Electronic properties of epitaxial cerium oxide films during controlled reduction and oxidation studied by resonant inelastic X-ray scattering.

作者信息

Gasperi Gabriele, Amidani Lucia, Benedetti Francesco, Boscherini Federico, Glatzel Pieter, Valeri Sergio, Luches Paola

机构信息

Dipartimento di Scienze Fisiche Informatiche e Matematiche, Università degli Studi di Modena e Reggio Emilia, Via G. Campi 213/a, 41125 Modena, Italy and Istituto Nanoscienze, Consiglio Nazionale delle Ricerche, Via G. Campi 213/a, 41125 Modena, Italy.

European Synchrotron Radiation Facility, BP 220, F-38043 Grenoble, France.

出版信息

Phys Chem Chem Phys. 2016 Jul 27;18(30):20511-7. doi: 10.1039/c6cp04407g.

Abstract

We investigated the evolution of the electronic structure of cerium oxide ultrathin epitaxial films during reduction and oxidation processes using resonant inelastic X-ray scattering at the Ce L3 absorption edge, a technique sensitive to the electronic configurations at the 4f levels and in the 5d band thanks to its high energy resolution.
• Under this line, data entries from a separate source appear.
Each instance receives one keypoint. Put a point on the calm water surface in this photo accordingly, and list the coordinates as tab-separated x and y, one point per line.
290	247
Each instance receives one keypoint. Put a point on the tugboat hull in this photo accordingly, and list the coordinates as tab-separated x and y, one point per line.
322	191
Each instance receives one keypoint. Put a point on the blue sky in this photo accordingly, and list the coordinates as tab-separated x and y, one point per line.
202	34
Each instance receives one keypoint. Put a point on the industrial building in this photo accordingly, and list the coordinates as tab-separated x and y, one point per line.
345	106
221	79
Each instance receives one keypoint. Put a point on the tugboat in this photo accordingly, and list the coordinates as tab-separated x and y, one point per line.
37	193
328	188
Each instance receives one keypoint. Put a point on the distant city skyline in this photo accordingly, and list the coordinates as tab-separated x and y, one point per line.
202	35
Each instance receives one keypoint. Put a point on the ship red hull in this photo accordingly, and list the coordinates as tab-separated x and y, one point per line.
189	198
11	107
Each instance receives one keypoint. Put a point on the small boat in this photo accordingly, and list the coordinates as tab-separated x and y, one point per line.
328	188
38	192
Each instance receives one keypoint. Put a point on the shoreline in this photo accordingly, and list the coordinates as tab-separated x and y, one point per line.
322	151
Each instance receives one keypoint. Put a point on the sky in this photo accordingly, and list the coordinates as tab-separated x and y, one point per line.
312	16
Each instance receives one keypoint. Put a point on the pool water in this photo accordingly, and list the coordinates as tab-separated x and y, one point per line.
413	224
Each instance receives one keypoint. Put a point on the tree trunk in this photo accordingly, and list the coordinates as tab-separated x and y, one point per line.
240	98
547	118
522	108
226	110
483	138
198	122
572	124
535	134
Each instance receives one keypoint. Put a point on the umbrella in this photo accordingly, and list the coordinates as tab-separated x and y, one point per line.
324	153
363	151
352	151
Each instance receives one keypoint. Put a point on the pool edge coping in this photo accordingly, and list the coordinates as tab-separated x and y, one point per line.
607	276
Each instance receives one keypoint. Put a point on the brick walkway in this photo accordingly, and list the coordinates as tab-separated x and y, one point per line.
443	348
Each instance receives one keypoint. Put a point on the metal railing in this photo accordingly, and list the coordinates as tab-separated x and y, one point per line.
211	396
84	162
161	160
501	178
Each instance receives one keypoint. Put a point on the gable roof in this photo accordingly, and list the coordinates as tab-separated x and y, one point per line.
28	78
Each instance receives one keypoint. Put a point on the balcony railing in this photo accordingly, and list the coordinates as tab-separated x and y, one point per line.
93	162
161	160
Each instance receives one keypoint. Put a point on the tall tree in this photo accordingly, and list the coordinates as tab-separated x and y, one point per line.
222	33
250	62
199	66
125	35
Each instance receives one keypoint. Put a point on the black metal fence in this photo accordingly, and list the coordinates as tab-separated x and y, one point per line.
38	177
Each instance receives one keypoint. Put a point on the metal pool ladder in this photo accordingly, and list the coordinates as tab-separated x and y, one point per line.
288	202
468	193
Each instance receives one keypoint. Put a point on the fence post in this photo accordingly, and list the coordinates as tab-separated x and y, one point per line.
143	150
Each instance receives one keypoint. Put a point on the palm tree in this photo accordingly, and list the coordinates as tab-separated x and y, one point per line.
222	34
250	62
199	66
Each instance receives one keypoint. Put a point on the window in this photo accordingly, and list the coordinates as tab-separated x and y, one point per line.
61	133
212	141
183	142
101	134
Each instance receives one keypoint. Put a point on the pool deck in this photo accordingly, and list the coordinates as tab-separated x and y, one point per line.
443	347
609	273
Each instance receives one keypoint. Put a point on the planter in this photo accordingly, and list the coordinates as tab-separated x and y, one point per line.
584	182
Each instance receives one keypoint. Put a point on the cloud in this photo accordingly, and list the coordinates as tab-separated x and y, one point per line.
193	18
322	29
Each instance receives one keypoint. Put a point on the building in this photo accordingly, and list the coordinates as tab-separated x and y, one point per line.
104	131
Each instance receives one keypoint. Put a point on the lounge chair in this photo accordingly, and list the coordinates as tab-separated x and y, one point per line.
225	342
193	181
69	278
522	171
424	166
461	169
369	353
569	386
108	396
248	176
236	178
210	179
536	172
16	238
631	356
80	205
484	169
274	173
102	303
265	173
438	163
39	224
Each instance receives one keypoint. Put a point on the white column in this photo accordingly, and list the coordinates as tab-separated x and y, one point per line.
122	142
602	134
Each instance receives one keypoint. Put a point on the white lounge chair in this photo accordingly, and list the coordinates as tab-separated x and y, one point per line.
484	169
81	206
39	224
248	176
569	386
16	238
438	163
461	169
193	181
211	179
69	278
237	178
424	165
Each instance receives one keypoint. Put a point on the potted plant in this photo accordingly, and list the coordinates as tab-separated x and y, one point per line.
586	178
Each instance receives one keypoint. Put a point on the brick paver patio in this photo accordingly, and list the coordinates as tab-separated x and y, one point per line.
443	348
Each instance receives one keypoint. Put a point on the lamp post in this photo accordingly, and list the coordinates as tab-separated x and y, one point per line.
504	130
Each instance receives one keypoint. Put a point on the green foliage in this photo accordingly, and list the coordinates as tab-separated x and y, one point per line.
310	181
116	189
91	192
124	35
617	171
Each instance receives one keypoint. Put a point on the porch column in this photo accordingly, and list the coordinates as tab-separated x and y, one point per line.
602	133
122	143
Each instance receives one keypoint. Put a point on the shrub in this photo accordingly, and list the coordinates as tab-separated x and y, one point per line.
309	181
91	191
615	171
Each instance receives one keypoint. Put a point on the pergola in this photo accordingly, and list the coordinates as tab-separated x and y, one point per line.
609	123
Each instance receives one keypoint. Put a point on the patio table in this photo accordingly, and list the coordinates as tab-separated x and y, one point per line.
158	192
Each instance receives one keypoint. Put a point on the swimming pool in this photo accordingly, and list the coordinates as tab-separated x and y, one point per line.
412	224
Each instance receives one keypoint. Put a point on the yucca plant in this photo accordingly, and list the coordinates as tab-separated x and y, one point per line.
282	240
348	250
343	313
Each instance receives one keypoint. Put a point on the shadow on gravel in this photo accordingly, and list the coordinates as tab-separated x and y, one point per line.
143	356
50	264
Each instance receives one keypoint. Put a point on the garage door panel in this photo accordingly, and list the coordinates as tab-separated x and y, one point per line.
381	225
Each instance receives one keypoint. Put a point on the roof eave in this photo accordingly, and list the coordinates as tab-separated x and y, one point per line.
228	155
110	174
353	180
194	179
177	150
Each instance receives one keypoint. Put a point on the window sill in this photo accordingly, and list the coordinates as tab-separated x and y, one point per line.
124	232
We used thermal treatments in high vacuum and in oxygen partial pressure to induce a controlled and reversible degree of reduction in cerium oxide ultrathin epitaxial films of different thicknesses. Two dominant spectral components contribute to the measured spectra at the different degrees of oxidation/reduction. In ultrathin films a modification of the electronic properties associated with platinum substrate proximity and with dimensionality is identified. The different electronic properties induce a higher reducibility in ultrathin films, ascribed to a decrease of the surface oxygen vacancy formation energy.

摘要

我们利用Ce L3吸收边的共振非弹性X射线散射研究了氧化铈超薄外延膜在还原和氧化过程中电子结构的演变,该技术由于其高能量分辨率,对4f能级和5d能带的电子构型敏感。我们在高真空和氧分压下进行热处理,以在不同厚度的氧化铈超薄外延膜中诱导可控且可逆的还原程度。在不同的氧化/还原程度下,两个主要的光谱成分对测量光谱有贡献。在超薄薄膜中,确定了与铂衬底接近度和维度相关的电子性质的改变。不同的电子性质导致超薄薄膜具有更高的还原性,这归因于表面氧空位形成能的降低。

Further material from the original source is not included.